We’re not quite done building the shared model at this point. The delexicalised training phase does a good job of extracting general dialog dynamics. But it misses out on the affinity of certain features for certain slots. As an example ‘near tagged-slot-value’ is likely to be a feature relating to location.
To ensure that the model learns the relative importance of different features for each of the slots, we train slot specific models for each slot across all the available domains. To train these slot-specialised models, the shared RNN’s parameters are replicated for each slot and specialised further by performing additional runs of stochastic gradient descent using only the slot-specific (delexicalised) training data.
This completes the training of the shared general model. The general model can then be specialised for the target domain which enables it to learn domain-specific behaviour while retaining the previously learned cross-domain dialog patterns.
What difference does the out-of-domain pre-training make?
The authors work with six dialog datasets: three based on restaurant bookings (in Cambridge, SF, and Michigan respectively); a tourist information dataset containing dialogs about hotels, restaurants, pubs, and coffee shops; a hotels dataset; and a laptops dataset. Using these they train three different general models:
- The all restaurants model uses the three restaurant datasets
- The R+T+H model trains on the restaurant, tourist, and hotel datasets
- The R+T+H+L model trains on all of the datasets.
As a baseline, we can ask how well these models perform in each of the domains (i.e., with no domain-specific training at all).
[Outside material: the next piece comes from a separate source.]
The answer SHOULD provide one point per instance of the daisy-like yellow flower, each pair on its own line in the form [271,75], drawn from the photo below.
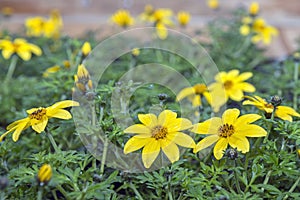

The parameters of the three multi-domain models are not slot or even domain specific. Nonetheless, all of them improve over the domain-specific model for all but one of their constituent domains… The R+T+H+L model is much better at balancing its performance across all six domains, achieving the highest geometric mean (for accuracy) and still improving over all but one of the domain-specifc models.
Adding in the slot-specialisation phase to the general model further improves performance in the vast majority of experiments. In the table below, moving down through a column corresponds to adding more out-of-domain training data, and moving right corresponds to slot-specialising the shared model for each slot in the current domain.
The really interesting question, and the one we opened with, is what happens when the out-of-domain shared model is used to initialise a model for a new domain. We’ve already seen the results for training a laptop dialog model starting with a shared model built from all the other domains. Here’s what happens when the R+T+H datasets (minus Michigan) are used to pre-train a shared model for the Michigan restaurant dialogs:
In both experiments, the use of out-of-domain data helps to initialise the model to a much better starting point when the in-domain training dataset is small. The out-of-domain initialisation consistently improves performance: the joint goal accuracy is improved even when the entire in-domain dataset becomes available to the training procedure.
Looks like those available corpora for building dialog systems might come in handy!